Things have been “interesting” lately. I started this blog because of the uncertainty that lies ahead in my life. I know eventually there will be answers, and I will know what they are and look back and say “remember way back before I had any knowledge of this moment in now, and boy was this exactly as planned/not at all what I expected.” As you can probably tell by the name, I am hoping to be a future mom alongside my most wonderful of partner husbands and two cats, a turtle and a partridge in a pear tree.
This blog is going to be the artifact for those future moments, for posterity really. I might gain surprising insight along this journey and I might get to share some exciting life changing surprises with you, o vast and mighty internet.
A couple things to note; I know my circumstances are not unusual or new for many.
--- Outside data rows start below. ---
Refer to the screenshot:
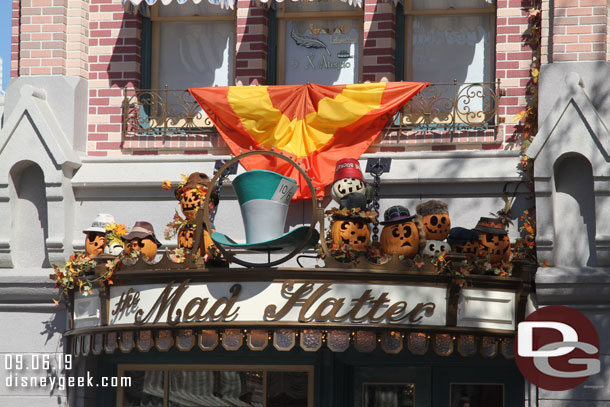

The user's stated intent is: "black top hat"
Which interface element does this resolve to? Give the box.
[473,218,508,235]
[379,205,415,225]
[122,222,161,247]
[447,226,479,245]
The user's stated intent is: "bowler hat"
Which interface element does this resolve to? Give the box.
[122,221,161,247]
[379,205,415,225]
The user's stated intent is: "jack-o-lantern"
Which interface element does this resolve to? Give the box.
[330,158,365,203]
[178,225,215,255]
[416,200,451,240]
[331,218,371,250]
[174,172,218,220]
[447,227,479,259]
[83,213,114,258]
[474,218,511,264]
[85,232,106,258]
[380,205,425,259]
[123,222,161,261]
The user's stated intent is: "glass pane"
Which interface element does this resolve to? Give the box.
[282,0,360,13]
[159,21,235,89]
[412,0,495,10]
[157,0,233,17]
[451,383,504,407]
[285,19,360,85]
[123,370,164,407]
[267,372,309,407]
[412,15,493,83]
[364,383,415,407]
[168,371,263,407]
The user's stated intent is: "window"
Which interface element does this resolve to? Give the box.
[117,365,313,407]
[404,0,495,83]
[151,1,235,89]
[277,0,363,85]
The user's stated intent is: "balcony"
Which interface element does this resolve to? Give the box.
[122,80,503,154]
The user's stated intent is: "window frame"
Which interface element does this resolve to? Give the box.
[275,0,364,85]
[402,0,498,82]
[150,4,237,89]
[116,363,315,407]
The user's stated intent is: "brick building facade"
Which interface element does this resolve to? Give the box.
[0,0,610,407]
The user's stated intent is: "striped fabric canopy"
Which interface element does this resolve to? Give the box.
[121,0,362,13]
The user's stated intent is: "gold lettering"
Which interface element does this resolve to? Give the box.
[264,281,313,321]
[134,280,190,325]
[206,284,241,321]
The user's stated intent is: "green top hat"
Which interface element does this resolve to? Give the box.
[212,170,319,252]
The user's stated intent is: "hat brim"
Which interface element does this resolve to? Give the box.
[379,215,417,225]
[83,227,106,233]
[212,226,320,253]
[121,232,162,248]
[472,226,508,235]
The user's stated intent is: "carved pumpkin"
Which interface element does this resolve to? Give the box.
[422,213,451,240]
[178,225,214,255]
[125,237,158,261]
[479,233,510,264]
[381,221,419,259]
[85,232,106,258]
[180,188,205,220]
[331,218,371,250]
[415,199,451,240]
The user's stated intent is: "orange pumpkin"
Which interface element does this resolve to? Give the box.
[331,218,371,250]
[479,232,511,264]
[85,232,106,258]
[422,213,451,240]
[381,221,420,259]
[180,188,205,220]
[178,225,214,255]
[125,237,158,261]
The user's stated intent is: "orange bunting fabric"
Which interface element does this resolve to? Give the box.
[189,82,429,200]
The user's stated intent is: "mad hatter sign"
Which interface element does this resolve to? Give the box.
[108,280,447,326]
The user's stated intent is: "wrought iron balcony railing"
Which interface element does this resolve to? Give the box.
[122,80,501,148]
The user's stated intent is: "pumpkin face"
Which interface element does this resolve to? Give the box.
[180,188,205,220]
[479,233,510,264]
[125,237,157,261]
[451,240,479,259]
[423,240,449,257]
[331,219,371,250]
[422,213,451,240]
[330,178,364,202]
[85,232,106,258]
[381,222,419,259]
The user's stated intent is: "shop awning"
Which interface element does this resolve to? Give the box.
[121,0,362,13]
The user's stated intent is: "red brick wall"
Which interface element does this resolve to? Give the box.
[87,0,141,156]
[542,0,609,63]
[494,0,534,149]
[235,0,267,85]
[362,1,396,82]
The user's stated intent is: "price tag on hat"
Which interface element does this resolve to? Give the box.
[271,178,298,204]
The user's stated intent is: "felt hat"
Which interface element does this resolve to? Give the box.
[121,221,161,247]
[379,205,415,225]
[174,172,218,206]
[447,226,479,245]
[415,199,449,216]
[83,213,114,233]
[473,218,508,235]
[333,158,364,184]
[212,170,319,252]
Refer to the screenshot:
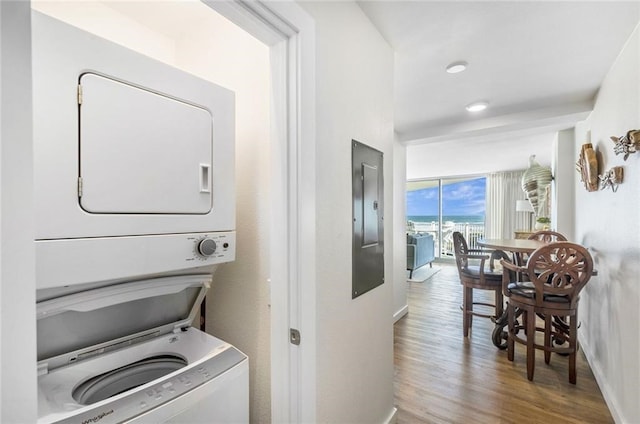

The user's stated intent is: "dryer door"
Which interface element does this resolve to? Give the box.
[79,73,213,214]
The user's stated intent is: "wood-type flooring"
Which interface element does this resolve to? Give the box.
[394,263,614,424]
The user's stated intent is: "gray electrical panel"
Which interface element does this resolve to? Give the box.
[351,140,384,298]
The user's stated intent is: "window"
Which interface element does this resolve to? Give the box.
[407,177,486,257]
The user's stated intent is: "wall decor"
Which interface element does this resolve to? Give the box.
[598,166,624,193]
[611,130,640,160]
[521,155,553,216]
[576,143,598,191]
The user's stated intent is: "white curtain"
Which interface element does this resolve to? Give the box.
[485,170,531,238]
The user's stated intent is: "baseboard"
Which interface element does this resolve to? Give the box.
[393,305,409,324]
[578,329,628,423]
[384,406,398,424]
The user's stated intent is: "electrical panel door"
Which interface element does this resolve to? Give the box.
[351,140,384,298]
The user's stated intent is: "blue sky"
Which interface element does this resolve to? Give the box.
[407,177,486,216]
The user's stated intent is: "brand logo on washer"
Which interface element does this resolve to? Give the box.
[82,409,113,424]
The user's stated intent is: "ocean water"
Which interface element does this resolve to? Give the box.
[407,215,484,224]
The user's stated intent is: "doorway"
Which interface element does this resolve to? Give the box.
[33,2,315,422]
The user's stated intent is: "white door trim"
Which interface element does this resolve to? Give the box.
[202,0,316,423]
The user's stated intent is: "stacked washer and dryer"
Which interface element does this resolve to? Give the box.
[32,12,249,424]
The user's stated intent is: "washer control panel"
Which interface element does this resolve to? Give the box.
[187,232,235,263]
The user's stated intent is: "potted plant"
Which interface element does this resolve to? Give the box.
[536,216,551,230]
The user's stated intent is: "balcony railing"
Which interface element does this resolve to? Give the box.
[413,221,485,258]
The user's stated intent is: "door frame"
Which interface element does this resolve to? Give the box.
[201,0,316,423]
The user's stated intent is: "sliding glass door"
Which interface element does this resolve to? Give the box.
[407,177,486,258]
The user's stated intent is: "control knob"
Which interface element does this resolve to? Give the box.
[198,238,218,257]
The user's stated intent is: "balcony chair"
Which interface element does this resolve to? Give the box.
[527,230,567,243]
[501,241,593,384]
[453,231,509,337]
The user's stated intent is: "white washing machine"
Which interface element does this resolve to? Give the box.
[32,12,249,424]
[37,274,249,424]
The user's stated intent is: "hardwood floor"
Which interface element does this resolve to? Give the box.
[394,263,614,424]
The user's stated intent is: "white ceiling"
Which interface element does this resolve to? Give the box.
[57,0,640,179]
[358,0,640,179]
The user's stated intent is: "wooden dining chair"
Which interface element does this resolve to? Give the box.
[502,241,593,384]
[527,230,567,243]
[453,231,509,337]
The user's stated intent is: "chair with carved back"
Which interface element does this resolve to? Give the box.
[501,241,593,384]
[527,230,567,243]
[453,231,509,337]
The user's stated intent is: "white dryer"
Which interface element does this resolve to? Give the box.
[32,11,235,289]
[37,274,249,424]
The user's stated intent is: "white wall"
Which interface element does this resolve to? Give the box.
[0,1,37,423]
[551,128,576,240]
[393,136,409,322]
[566,20,640,423]
[176,13,277,423]
[28,2,271,423]
[300,2,394,423]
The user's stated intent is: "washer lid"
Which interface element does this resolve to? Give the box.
[36,274,211,369]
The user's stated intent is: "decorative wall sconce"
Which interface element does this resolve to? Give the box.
[598,166,624,193]
[576,143,598,191]
[611,130,640,160]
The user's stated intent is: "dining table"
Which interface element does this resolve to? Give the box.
[477,239,547,349]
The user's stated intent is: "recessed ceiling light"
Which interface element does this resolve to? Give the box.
[447,61,469,74]
[467,102,489,112]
I am under no pretenses that my experiences are unique to me, and not universal. I also know I write and come from a place of privilege, being an American, being white, having a job and not to mention access to food, shelter and healthcare. I get that, but maybe there is someone going through similar things to me, maybe people who have been there can shed light on this path as it is my turn now. I want to open my world up a little bit. I want to be a new kind of woman for 30.
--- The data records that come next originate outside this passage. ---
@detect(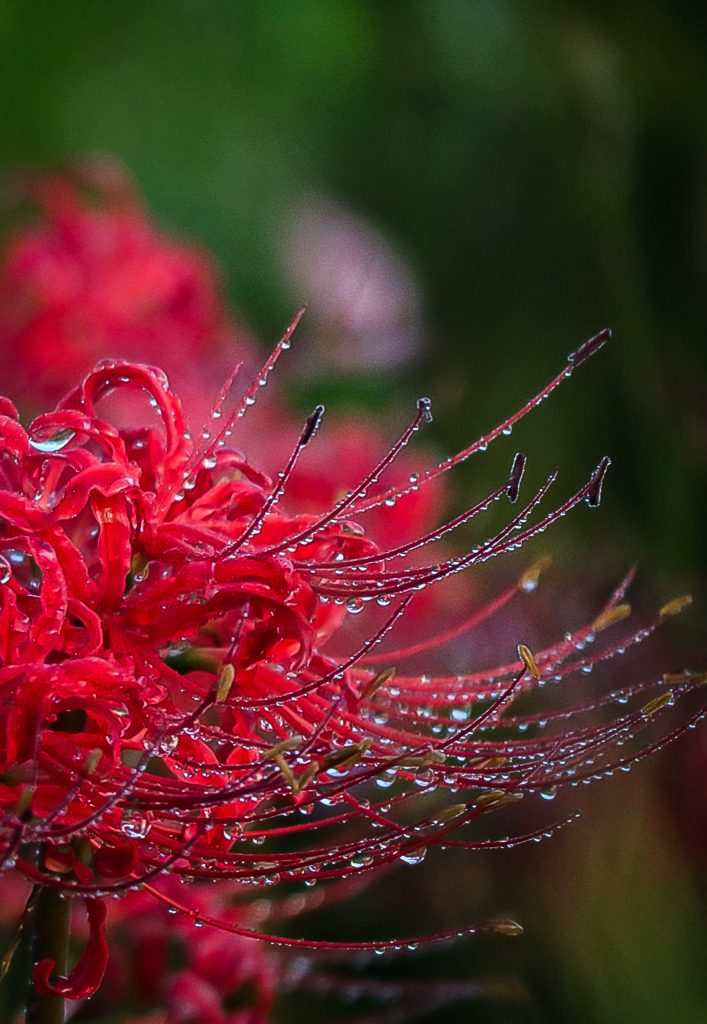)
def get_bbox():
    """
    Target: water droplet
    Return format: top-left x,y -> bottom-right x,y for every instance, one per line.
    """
401,847 -> 427,864
121,811 -> 152,839
29,427 -> 76,452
A few things which I am uncertain about, on the brink of 30. Where to start? The two big buckets are health and family. That is my health and starting a family. My husband and I have been trying to conceive or “ttc” for the in the know folks, for a little more than a year. Number of months on clomid: 3. Number of miscarriages: 1. I have read a lot regarding this and am happy to join the discussion with countless other future moms about the trials and tribulations of this. However, the goal will to be battling and succeeding in not letting TTC dominate life as we know it.
But, as promised, things get more interesting. In the past I have dealt with precancerous cells on my cervix. I have had a LEEP procedure and after a recent biopsy it looks as though the cells have returned. This is pretty unusual, as after treatment the cells go away for most people. I am scheduled to see an oncologist for diagnoses and treatments related to cervical cancer in two weeks. I am nervous, as what person ever wants to have an oncology appointment? But, I am also looking forward to having some questions answered. I am anxious about what those answers might be, if I do get any, and what they will mean for our future family.
Will we be able to conceive naturally? Adoption feels very right, and my husband and I have begun the next steps discussion– but at what point do we begin that process?
How will this all shake out, I wonder. Have you experienced cervical cancer or treatment? Experienced infertility? Have you been adopted or are an adoptive parent?
Oh being a woman…what an amazing and confusing gift. In high school, I was just a mere nerdling beginning to blossom into a full on proud one, but I remember drawing a picture for the cover of the lit magazine. The theme was fertility and its connection to literature. I drew a pregnant woman at her mothers grave holding flowers as they wilted in her hand and new buds grew shyly from the Earth. A little heavy yes, but c’est la vie.